Le Conseil d’État a censuré aujourd’hui le cœur du décret permettant de mettre en œuvre la loi relative à l’exploitation des livres indisponibles. Une conséquence mécanique d’une décision similaire rendue par la Cour de justice de l’Union européenne qui a mis à l'index le dispositif français.
La loi du 1er mars 2012 relative à l’exploitation numérique des livres indisponibles du XXe siècle a autorisé la numérisation et l’exploitation des livres publiés en France avant le 1er janvier 2001, sous condition qu’ils ne fassent plus l’objet d’une diffusion commerciale par un éditeur ou ne soient plus imprimés d’une manière ou d’une autre.
La mécanique ReLIRE
La clef de ce dispositif avait été confiée à la SOFIA, une société de gestion collective, en charge donc d’autoriser la reproduction ou la représentation de ces livres sous une forme numérique.
Pour ce faire, rien de plus simple : la société de perception et de répartition n'avait qu'à attendre 6 mois après inscription des titres dans le registre des livres indisponibles en réédition électronique géré par la Bibliothèque nationale de France. Durant ce laps de temps, un droit d’opposition était reconnu à l’auteur et l’éditeur. Au-delà de cette période, l’auteur devait démontrer que la reproduction ou la représentation du livre est susceptible de nuire à son honneur ou à sa réputation. À défaut, c'était un pont d'or qui s'ouvrait pour les sociétés de gestion collective.
De la CJUE au Conseil d'Etat
Saisie d’une question préjudicielle dans le cadre d’un contentieux initié devant le Conseil d’État, la Cour de justice de l’Union européenne a mis un point d’arrêt à cette générosité le 16 novembre 2016.
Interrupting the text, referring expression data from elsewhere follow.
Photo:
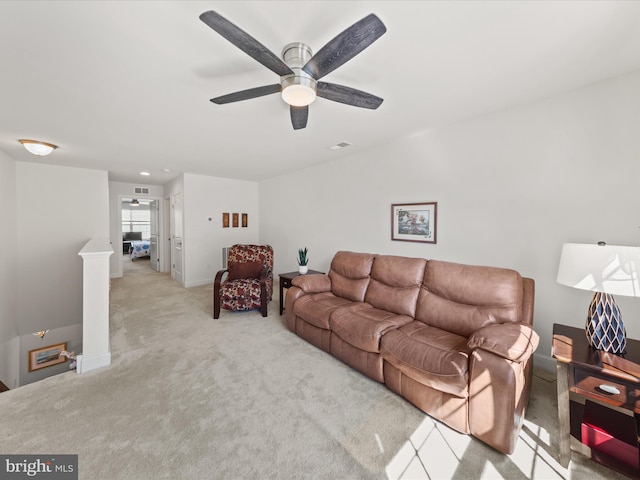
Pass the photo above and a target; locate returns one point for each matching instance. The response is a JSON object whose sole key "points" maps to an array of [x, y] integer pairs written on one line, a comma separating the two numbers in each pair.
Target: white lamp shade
{"points": [[610, 269]]}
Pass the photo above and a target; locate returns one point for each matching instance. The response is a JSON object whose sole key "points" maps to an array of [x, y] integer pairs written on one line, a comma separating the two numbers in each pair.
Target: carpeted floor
{"points": [[189, 397]]}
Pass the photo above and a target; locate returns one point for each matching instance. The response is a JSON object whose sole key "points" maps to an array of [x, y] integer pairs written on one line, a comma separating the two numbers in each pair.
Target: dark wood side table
{"points": [[285, 282], [586, 373]]}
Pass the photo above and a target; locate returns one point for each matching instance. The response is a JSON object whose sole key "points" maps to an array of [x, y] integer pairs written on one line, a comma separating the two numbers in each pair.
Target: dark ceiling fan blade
{"points": [[299, 116], [348, 95], [345, 46], [245, 42], [247, 94]]}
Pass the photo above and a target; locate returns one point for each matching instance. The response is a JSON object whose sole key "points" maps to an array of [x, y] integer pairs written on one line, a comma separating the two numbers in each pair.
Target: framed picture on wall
{"points": [[46, 356], [414, 222]]}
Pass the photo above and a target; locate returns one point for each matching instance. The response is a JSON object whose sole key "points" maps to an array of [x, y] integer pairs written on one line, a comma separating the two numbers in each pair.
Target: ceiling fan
{"points": [[300, 70]]}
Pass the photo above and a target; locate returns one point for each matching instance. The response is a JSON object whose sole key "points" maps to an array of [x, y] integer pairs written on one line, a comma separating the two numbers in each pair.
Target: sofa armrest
{"points": [[314, 283], [513, 341]]}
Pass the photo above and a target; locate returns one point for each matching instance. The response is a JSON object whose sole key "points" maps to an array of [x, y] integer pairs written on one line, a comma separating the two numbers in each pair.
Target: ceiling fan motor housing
{"points": [[298, 89]]}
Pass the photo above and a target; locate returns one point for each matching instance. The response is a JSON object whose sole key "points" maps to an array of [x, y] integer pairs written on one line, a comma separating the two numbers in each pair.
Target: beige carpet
{"points": [[189, 397]]}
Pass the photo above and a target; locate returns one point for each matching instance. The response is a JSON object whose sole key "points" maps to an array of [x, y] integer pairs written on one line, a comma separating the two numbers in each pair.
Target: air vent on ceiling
{"points": [[339, 146]]}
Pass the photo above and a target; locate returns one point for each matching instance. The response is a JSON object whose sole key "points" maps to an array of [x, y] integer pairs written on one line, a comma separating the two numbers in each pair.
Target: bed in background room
{"points": [[139, 249]]}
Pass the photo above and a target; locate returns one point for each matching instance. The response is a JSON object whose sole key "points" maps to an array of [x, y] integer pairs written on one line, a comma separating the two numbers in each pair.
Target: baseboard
{"points": [[199, 283], [86, 364]]}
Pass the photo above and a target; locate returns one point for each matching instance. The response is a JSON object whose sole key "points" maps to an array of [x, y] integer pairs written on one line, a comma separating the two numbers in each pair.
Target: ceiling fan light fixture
{"points": [[298, 94], [38, 148], [299, 89]]}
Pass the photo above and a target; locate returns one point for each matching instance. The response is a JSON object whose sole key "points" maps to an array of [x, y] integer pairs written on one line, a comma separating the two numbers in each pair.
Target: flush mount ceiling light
{"points": [[38, 148]]}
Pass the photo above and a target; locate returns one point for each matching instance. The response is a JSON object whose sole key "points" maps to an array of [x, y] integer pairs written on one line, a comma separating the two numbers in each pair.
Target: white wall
{"points": [[117, 190], [205, 199], [59, 209], [9, 340], [511, 188]]}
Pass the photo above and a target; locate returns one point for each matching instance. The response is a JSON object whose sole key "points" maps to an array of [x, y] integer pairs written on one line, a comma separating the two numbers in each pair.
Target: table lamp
{"points": [[606, 270]]}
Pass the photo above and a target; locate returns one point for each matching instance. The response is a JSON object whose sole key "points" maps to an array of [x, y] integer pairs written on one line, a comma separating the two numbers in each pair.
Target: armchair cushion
{"points": [[249, 283], [242, 270], [513, 341]]}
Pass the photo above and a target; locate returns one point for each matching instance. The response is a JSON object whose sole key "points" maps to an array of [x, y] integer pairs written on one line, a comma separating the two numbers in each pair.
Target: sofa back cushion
{"points": [[463, 298], [349, 275], [395, 283]]}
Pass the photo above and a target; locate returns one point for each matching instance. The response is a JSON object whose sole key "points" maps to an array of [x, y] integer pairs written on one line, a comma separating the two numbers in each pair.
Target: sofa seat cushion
{"points": [[433, 357], [362, 325], [316, 308]]}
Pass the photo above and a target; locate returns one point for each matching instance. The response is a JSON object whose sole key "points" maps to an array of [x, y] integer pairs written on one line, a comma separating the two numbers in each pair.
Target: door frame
{"points": [[161, 229]]}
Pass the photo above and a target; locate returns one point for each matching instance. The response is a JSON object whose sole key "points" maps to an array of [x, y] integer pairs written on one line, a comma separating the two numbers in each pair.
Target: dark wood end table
{"points": [[586, 373], [285, 282]]}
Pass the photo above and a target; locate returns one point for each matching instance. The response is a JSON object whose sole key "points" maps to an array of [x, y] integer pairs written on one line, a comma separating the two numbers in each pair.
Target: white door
{"points": [[176, 238]]}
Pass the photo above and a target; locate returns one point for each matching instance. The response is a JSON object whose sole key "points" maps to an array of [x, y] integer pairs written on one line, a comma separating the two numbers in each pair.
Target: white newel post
{"points": [[95, 305]]}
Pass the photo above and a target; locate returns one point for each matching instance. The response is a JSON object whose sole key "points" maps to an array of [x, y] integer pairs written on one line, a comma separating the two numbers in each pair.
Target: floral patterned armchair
{"points": [[249, 280]]}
Considérant que cette exception au monopole des auteurs n’était pas prévue par le droit européen, elle a estimé que « toute utilisation d’une œuvre effectuée par un tiers sans un tel consentement préalable doit être regardée comme portant atteinte aux droits de l’auteur de cette œuvre ». Elle a surtout ajouté qu’on ne pouvait déduire du silence de l’auteur son consentement à voir son ouvrage basculer dans ReLIRE.
L’auteur, ont notamment insisté les juges, doit disposer d’une « information effective et individualisée » afin de prendre une décision en conscience. Elle a par ailleurs sanctionné également l’obligation faite aux auteurs souhaitant exercer leur droit de retrait d’avoir à démontrer qu’ils sont les seuls titulaires des droits de reproduction.
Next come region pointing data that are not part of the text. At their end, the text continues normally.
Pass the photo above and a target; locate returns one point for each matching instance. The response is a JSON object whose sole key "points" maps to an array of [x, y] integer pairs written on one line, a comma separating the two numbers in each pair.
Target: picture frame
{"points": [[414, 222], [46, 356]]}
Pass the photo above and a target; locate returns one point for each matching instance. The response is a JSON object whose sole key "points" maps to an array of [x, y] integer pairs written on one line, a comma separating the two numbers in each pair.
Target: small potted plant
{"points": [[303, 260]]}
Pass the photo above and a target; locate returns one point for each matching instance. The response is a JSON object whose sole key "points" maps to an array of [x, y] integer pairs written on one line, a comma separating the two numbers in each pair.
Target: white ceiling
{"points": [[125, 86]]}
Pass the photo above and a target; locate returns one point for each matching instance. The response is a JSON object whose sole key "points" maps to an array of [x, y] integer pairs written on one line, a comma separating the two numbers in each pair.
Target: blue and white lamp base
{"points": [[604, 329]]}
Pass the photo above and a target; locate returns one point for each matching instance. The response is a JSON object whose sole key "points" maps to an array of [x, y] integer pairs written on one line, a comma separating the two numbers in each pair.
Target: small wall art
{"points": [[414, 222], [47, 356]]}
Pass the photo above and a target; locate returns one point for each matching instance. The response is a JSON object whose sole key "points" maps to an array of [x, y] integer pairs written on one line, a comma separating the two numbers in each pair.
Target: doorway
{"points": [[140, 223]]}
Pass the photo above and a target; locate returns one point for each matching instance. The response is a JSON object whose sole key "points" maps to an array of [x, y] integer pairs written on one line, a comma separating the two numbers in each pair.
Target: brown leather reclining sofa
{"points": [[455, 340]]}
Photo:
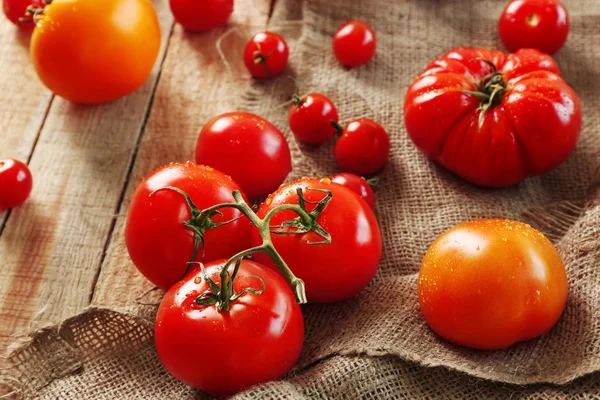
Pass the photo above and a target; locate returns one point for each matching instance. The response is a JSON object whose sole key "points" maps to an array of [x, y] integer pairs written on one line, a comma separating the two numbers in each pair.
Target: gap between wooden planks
{"points": [[64, 247]]}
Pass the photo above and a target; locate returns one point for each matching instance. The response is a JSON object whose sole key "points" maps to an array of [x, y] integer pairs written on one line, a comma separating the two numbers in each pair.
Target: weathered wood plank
{"points": [[52, 247], [193, 79]]}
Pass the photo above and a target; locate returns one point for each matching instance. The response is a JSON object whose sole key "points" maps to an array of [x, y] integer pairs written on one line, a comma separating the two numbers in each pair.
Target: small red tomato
{"points": [[159, 243], [248, 148], [310, 118], [536, 24], [354, 43], [363, 148], [198, 16], [15, 183], [266, 55], [258, 339], [16, 9], [358, 185]]}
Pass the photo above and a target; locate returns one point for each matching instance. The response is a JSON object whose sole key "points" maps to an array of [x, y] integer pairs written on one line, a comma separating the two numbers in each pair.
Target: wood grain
{"points": [[193, 83], [51, 248]]}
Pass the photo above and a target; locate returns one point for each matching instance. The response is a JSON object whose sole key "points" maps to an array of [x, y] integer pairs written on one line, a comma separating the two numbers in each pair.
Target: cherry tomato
{"points": [[16, 9], [266, 55], [257, 340], [90, 51], [494, 123], [488, 284], [15, 183], [354, 43], [248, 148], [310, 118], [363, 148], [536, 24], [358, 185], [332, 272], [159, 243], [198, 16]]}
Une annulation ciblée mais centrale et immédiate
Aujourd’hui, le Conseil d’État a rendu son arrêt dans ce recours initié par M. Soulier (décédé depuis) et Mme Doke, le Syndicat des écrivains de langue française (SELF) et l’association Autour des auteurs, outre une trentaine de personnes physiques.
Sans surprise, les dispositions du décret du 27 février 2013, mettant en œuvre la mécanique épinglée par le juge européen, sont annulées. Seules survivront celles plus annexes relatives à la base de données des livres indisponibles et à la procédure d’agrément des sociétés de gestion collective.
À la SOFIA qui réclamait une annulation différée, valable uniquement pour l’avenir, la haute juridiction a estimé qu’un tel report viendrait porter atteinte à la primauté du droit européen. Nous reviendrons spécifiquement sur ce point important dans une actualité dédiée.